ROMA – Pulizie di primavera per le cinque principali banche italiane: 28,3 miliardi di svalutazioni sugli avviamenti messe a bilancio dagli istituti e che ora devono essere “ripuliti”. Un salatissimo conto col passato che già mesi fa era stato annunciato per prima da UniCredit Con una svalutazione del goodwill che era ammontata per il gruppo di Piazza Cordusio a ben 8,67 miliardi di euro. In questi giorni a seguire sono arrivati gli altri.

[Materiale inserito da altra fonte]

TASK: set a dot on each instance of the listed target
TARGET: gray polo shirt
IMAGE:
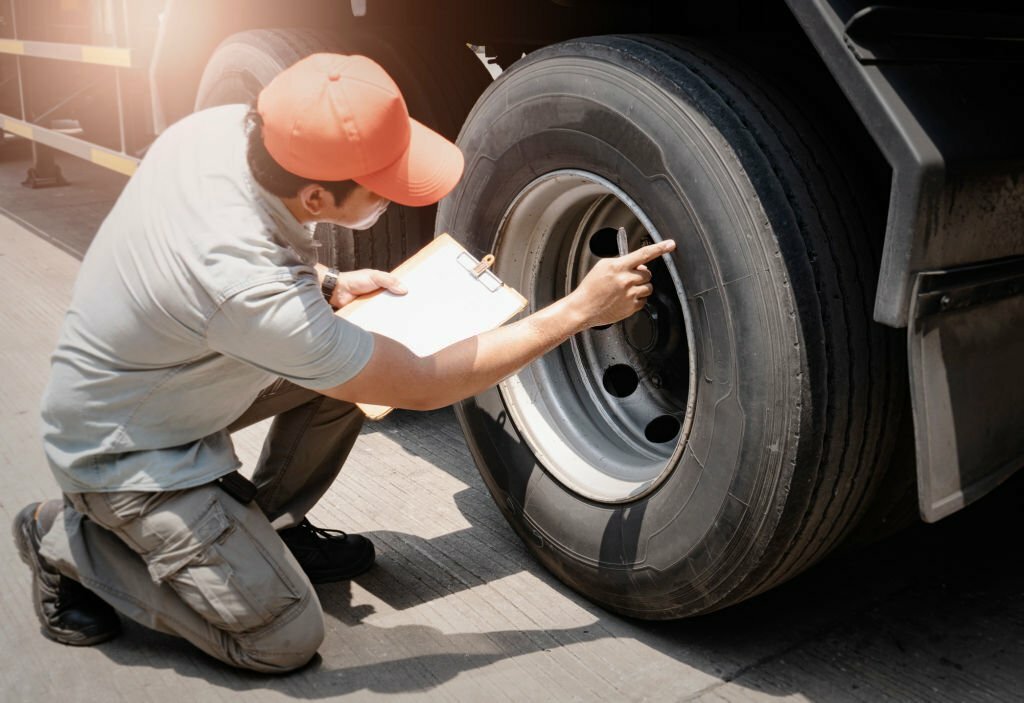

Per Intesa Sanpaolo il goodwill svalutato ha significato una perdita per 10,2 miliardi. Per il Monte dei Paschi il conto da pagare è stato di ben 4,48 miliardi. Il Banco popolare ha pulito i conti per 2,83 miliardi e Ubi banca ha messo a bilancio svalutazioni di avviamenti per 2,2 miliardi.
Ma cosa sono gli avviamenti o goodwill? Ce lo spiega bene il Sole 24 Ore: in estrema sintesi sono i prezzi pagati nel corso del tempo per le acquisizioni, in genere di altre banche, e iscritti a bilancio. Ebbene quei prezzi erano ormai datati. Figli della storia o meglio di quel periodo d’oro, prima della crisi della finanza mondiale, in cui si compravano sportelli, intere banche a prezzi dell’era del credito facile e ai multipli di borsa pre-crisi. Quel tempo dopo il dissesto Lehman e la crisi dei debiti sovrani sono ormai archiviati. Ma quei prezzi e quei valori se ne stavano allegramente, come se niente fosse, ancora iscritti nei bilanci come fossero reali, quando reali non lo erano più da anni.